When an email titled ‘Unwanted Organs’ arrived in my inbox my first thought was to upgrade my spam filters. But I’m glad I persisted, and eventually arrived at St Stephen’s Rosslyn Hill, Hampstead for a truly gripping day of talks based a round a topic whose relevance seemed to grow ever wider as the day progressed; namely the staggering rate at which the UK’s church buildings are being closed down, and the fate of their fabric, particularly the organs.

Of course there are many bodies who advocate the protection of old things, and we started in the civilised-seeming area of conservation agencies. John Ruskin, Pevsner and Prince Charles were soon invoked.

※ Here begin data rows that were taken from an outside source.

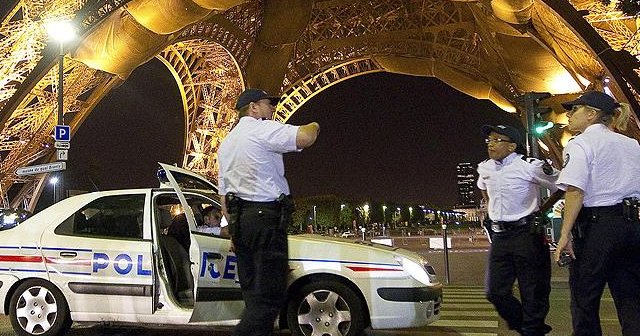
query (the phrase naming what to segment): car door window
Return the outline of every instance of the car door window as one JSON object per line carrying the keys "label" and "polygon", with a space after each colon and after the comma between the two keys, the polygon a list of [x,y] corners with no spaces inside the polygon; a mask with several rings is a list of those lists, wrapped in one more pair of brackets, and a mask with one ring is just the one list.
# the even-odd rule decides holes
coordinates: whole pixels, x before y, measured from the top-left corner
{"label": "car door window", "polygon": [[144,201],[144,194],[101,197],[69,216],[55,229],[55,233],[142,239]]}

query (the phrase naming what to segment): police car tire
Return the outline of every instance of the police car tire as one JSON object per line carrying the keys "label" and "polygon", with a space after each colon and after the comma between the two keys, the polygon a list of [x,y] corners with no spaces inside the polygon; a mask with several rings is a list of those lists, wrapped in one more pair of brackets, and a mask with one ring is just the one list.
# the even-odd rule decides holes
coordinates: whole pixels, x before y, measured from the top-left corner
{"label": "police car tire", "polygon": [[[314,309],[310,304],[315,305]],[[340,312],[349,312],[350,317],[345,318]],[[300,324],[300,320],[306,323]],[[312,282],[291,296],[287,324],[293,336],[310,336],[314,328],[318,329],[313,333],[317,335],[359,335],[365,327],[363,304],[353,290],[340,282]]]}
{"label": "police car tire", "polygon": [[[31,310],[24,309],[30,305]],[[38,315],[37,309],[55,310]],[[53,336],[63,335],[71,327],[69,306],[60,290],[50,282],[32,279],[22,283],[11,296],[9,320],[16,335]],[[47,323],[38,323],[44,322]],[[28,322],[35,322],[31,330],[26,330]]]}

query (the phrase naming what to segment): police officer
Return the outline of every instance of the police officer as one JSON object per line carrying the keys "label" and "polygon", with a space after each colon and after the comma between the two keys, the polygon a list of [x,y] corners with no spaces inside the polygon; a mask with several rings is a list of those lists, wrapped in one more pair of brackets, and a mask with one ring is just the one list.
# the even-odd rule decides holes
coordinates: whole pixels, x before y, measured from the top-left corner
{"label": "police officer", "polygon": [[311,146],[320,126],[270,120],[279,97],[247,89],[236,102],[237,125],[218,150],[218,189],[238,257],[245,303],[233,335],[272,335],[287,285],[289,185],[282,154]]}
{"label": "police officer", "polygon": [[557,182],[566,195],[555,258],[564,251],[575,259],[569,268],[574,335],[602,335],[605,284],[623,335],[640,335],[640,224],[631,208],[636,202],[626,199],[640,197],[640,145],[611,129],[624,130],[629,106],[598,91],[562,106],[569,110],[568,130],[580,133],[565,148]]}
{"label": "police officer", "polygon": [[[555,191],[557,170],[527,158],[520,132],[511,126],[485,125],[489,159],[478,165],[478,188],[488,204],[492,244],[486,275],[487,299],[509,328],[522,335],[551,331],[549,312],[551,258],[543,230],[535,224],[540,187]],[[513,295],[518,280],[519,301]]]}

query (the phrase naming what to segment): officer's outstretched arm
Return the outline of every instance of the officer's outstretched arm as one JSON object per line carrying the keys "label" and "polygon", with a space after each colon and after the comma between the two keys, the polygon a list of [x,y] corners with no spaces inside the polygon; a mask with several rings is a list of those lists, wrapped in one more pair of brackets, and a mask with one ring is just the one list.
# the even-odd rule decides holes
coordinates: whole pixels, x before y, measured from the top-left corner
{"label": "officer's outstretched arm", "polygon": [[318,138],[318,133],[320,133],[320,124],[317,122],[300,126],[296,134],[296,147],[307,148],[313,145]]}

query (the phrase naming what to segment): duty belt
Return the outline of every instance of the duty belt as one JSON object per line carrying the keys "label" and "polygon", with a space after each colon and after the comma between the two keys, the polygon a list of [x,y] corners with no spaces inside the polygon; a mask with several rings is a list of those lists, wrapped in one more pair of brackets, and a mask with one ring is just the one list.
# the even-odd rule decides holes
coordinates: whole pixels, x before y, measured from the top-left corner
{"label": "duty belt", "polygon": [[576,218],[576,222],[571,228],[574,238],[582,239],[586,236],[591,225],[597,224],[600,218],[624,217],[627,220],[638,222],[637,203],[632,203],[633,199],[624,199],[623,203],[596,207],[582,207]]}
{"label": "duty belt", "polygon": [[243,209],[262,208],[262,209],[270,209],[270,210],[279,210],[281,207],[281,204],[278,201],[254,202],[254,201],[245,201],[241,199],[240,207]]}
{"label": "duty belt", "polygon": [[622,215],[623,205],[622,203],[618,203],[618,204],[608,205],[608,206],[582,207],[582,209],[580,209],[580,212],[582,212],[581,215],[587,216],[587,217]]}
{"label": "duty belt", "polygon": [[525,225],[529,225],[531,220],[533,219],[533,215],[529,215],[527,217],[522,217],[517,221],[505,222],[505,221],[497,221],[491,223],[491,231],[500,233],[507,232],[511,230],[515,230],[517,228],[523,227]]}

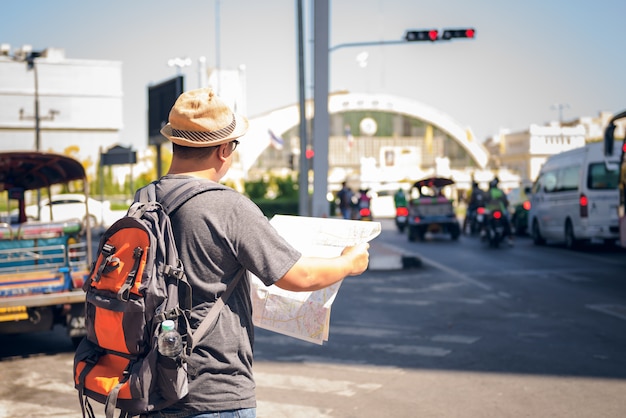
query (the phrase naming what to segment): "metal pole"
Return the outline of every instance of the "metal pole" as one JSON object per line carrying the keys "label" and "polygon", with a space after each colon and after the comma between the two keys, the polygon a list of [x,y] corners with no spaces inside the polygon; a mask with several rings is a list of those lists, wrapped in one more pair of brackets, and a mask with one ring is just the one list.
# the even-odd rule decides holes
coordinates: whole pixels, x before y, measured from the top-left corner
{"label": "metal pole", "polygon": [[33,74],[35,75],[35,150],[41,149],[41,133],[39,130],[39,76],[37,65],[33,59]]}
{"label": "metal pole", "polygon": [[[39,127],[39,74],[37,72],[35,56],[31,55],[27,62],[28,66],[32,67],[35,77],[35,150],[39,152],[39,150],[41,150],[41,131]],[[49,194],[48,197],[52,198],[52,195]],[[50,205],[50,208],[52,208],[52,205]],[[37,219],[41,219],[41,189],[37,189]]]}
{"label": "metal pole", "polygon": [[314,99],[313,117],[313,208],[312,216],[327,217],[328,193],[328,0],[314,1]]}
{"label": "metal pole", "polygon": [[298,7],[298,95],[300,98],[300,160],[298,163],[298,214],[311,216],[309,202],[309,167],[306,159],[308,126],[306,119],[305,74],[304,74],[304,22],[302,1],[296,0]]}
{"label": "metal pole", "polygon": [[221,70],[220,70],[220,0],[215,0],[215,68],[217,69],[217,86],[215,92],[220,95]]}

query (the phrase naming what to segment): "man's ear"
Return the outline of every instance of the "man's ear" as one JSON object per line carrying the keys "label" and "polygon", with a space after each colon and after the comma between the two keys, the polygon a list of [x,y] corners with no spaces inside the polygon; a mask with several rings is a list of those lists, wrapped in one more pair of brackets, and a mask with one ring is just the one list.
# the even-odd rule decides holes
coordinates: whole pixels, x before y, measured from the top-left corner
{"label": "man's ear", "polygon": [[225,160],[228,157],[230,157],[230,154],[233,153],[233,149],[230,145],[230,143],[225,143],[225,144],[221,144],[220,147],[217,150],[218,155],[220,157],[221,160]]}

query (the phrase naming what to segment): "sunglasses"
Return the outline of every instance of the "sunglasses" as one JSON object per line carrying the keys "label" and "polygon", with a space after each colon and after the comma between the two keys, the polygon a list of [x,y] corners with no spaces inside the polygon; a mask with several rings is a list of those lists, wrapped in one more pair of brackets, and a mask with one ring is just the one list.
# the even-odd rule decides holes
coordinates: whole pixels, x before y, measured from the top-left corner
{"label": "sunglasses", "polygon": [[237,145],[239,145],[239,141],[237,141],[236,139],[232,140],[231,143],[233,144],[233,151],[237,149]]}

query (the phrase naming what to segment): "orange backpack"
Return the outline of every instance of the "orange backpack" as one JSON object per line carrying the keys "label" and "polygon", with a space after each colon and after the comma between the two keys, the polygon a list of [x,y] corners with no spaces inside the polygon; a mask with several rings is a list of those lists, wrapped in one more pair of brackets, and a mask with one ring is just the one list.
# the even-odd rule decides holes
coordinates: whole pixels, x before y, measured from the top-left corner
{"label": "orange backpack", "polygon": [[[128,213],[100,239],[86,292],[87,336],[74,357],[74,384],[83,417],[94,417],[89,399],[105,405],[107,418],[161,410],[187,395],[186,356],[216,320],[243,274],[228,286],[200,326],[189,327],[191,287],[172,234],[168,214],[209,190],[230,190],[218,183],[184,181],[160,202],[155,183],[140,189]],[[160,324],[174,320],[183,337],[183,354],[161,356]]]}

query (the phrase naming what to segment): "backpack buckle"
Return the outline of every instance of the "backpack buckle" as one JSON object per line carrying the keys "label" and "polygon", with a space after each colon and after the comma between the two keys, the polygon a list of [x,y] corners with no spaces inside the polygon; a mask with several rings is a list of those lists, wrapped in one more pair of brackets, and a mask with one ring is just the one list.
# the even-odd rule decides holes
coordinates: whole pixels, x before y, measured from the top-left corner
{"label": "backpack buckle", "polygon": [[182,269],[182,267],[174,267],[168,264],[163,267],[163,274],[169,277],[174,277],[177,280],[181,280],[183,278],[183,275],[185,274],[185,271]]}

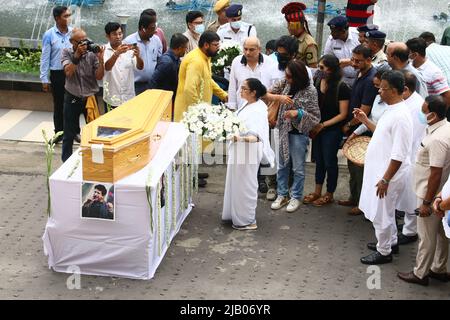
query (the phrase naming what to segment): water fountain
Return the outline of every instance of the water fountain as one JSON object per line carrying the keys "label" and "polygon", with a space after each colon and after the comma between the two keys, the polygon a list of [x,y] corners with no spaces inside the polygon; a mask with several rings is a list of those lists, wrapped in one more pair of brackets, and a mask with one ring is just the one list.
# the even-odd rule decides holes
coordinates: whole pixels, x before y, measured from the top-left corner
{"label": "water fountain", "polygon": [[[72,4],[77,0],[54,0],[62,4]],[[83,0],[80,0],[83,2]],[[87,3],[88,0],[84,0]],[[101,0],[93,0],[100,1]],[[184,32],[185,11],[173,10],[166,6],[168,2],[177,6],[187,6],[194,4],[204,10],[207,20],[214,19],[214,14],[207,10],[207,5],[214,0],[105,0],[102,6],[82,6],[78,21],[81,27],[85,28],[90,38],[97,42],[105,42],[103,27],[109,21],[118,21],[118,13],[130,15],[128,28],[129,32],[137,29],[137,22],[140,12],[146,8],[154,8],[158,13],[158,24],[163,28],[166,36],[175,32]],[[81,3],[80,2],[80,3]],[[270,39],[278,38],[286,34],[286,23],[280,10],[289,0],[235,0],[244,6],[243,20],[251,22],[256,26],[258,35],[265,43]],[[311,9],[307,14],[311,32],[316,32],[316,19],[314,14],[315,0],[305,0],[306,5]],[[423,31],[433,32],[440,38],[448,23],[443,20],[433,19],[436,12],[447,12],[448,0],[433,1],[430,6],[429,1],[424,0],[379,0],[375,8],[375,23],[379,24],[389,39],[407,40],[417,36]],[[332,17],[331,8],[340,10],[346,5],[346,0],[328,0],[330,12],[325,23]],[[332,5],[332,7],[331,7]],[[0,36],[14,37],[21,39],[41,39],[42,34],[53,24],[51,16],[52,4],[48,0],[12,0],[2,1],[0,6]],[[176,7],[181,8],[181,7]],[[183,9],[186,9],[185,7]],[[77,15],[74,15],[77,19]],[[19,23],[18,23],[19,22]],[[324,28],[324,41],[328,34],[328,28]]]}

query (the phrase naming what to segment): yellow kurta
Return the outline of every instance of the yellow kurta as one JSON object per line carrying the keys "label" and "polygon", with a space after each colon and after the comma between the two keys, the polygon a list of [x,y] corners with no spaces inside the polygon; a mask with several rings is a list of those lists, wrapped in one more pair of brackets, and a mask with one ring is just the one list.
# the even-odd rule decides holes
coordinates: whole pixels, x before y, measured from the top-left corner
{"label": "yellow kurta", "polygon": [[183,112],[193,104],[211,103],[213,94],[221,100],[227,97],[227,93],[211,78],[211,58],[207,57],[200,48],[194,49],[181,62],[174,120],[181,121]]}

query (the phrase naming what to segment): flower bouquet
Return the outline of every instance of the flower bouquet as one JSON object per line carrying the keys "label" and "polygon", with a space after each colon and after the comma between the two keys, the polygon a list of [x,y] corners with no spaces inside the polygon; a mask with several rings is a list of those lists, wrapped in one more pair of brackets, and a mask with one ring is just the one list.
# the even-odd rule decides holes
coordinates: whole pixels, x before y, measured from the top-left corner
{"label": "flower bouquet", "polygon": [[212,73],[223,77],[225,69],[229,69],[233,59],[240,54],[242,54],[242,49],[238,43],[233,41],[221,42],[219,52],[211,60]]}
{"label": "flower bouquet", "polygon": [[241,120],[223,104],[212,106],[203,102],[190,106],[181,122],[190,132],[211,141],[225,141],[245,131]]}

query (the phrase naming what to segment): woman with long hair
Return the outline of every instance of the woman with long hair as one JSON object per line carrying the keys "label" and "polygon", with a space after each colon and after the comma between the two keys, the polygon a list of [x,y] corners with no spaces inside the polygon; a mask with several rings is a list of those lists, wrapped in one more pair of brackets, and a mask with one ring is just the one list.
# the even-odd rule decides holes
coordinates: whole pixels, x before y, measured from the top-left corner
{"label": "woman with long hair", "polygon": [[[321,122],[312,130],[313,153],[316,161],[316,187],[303,199],[303,203],[323,206],[334,202],[338,180],[337,153],[342,141],[341,127],[348,114],[350,88],[343,82],[339,59],[324,55],[319,60],[319,76],[315,86],[319,95]],[[327,177],[327,192],[322,187]]]}
{"label": "woman with long hair", "polygon": [[[317,91],[303,62],[290,61],[285,76],[267,95],[269,100],[280,102],[276,124],[279,130],[277,198],[271,208],[278,210],[287,205],[286,211],[294,212],[303,197],[308,135],[320,121],[320,110]],[[289,197],[288,180],[291,167],[294,179]]]}

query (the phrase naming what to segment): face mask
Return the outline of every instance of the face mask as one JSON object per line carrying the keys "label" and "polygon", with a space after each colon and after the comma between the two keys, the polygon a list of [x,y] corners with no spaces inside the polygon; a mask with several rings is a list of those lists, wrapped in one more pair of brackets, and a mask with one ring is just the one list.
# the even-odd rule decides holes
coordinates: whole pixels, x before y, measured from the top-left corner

But the on-the ground confusion which actually reigns soon became clear through many excellent representations from speakers with long experience in their churches or in professions such as architecture. We are a very long way off from having a national agency which can facilitate the re-use of organs, and decide which ones are worth saving. It was mentioned repeatedly that organists themselves ‘don’t care what’s under the bonnet’ and understandably avoid dodgy instruments, which may nevertheless be gems in hiding. And amongst the beauties of a church’s interior, the organ is the least likely bit to have official protection. Architects involved in conservation projects are usually not interested in organs (said an architect.)

Another vital strand of argument was provided by two local clergymen, both trained musicians. They reported that ‘any funds inevitably go to keeping a roof over your head’. Baptist Minister Ewan King explained that the 1901 Walker organ in his chapel in Heath Street had originally been installed because it was needed to support the singing of a 700-strong congregation. But when Ewan arrived at this new charge the number of attenders was nearer to seven people, so that this now hardly-needed organ seemed to have become merely ‘fetishistic’ , ‘a flash of majesty’ which ‘awakened nostalgia’. (He nevertheless continues to advocate for it strongly.)

If this situation concerns you (and it should, because some declining old churches or chapels near you are probably just a few years away from demolition) you could perhaps enrol in the British Institute of Organ Studies, a group of enthusiasts who keep a watchful and expert eye on the nation’s instruments. Many thanks to Martin Renshaw and colleagues for starting a vital discussion.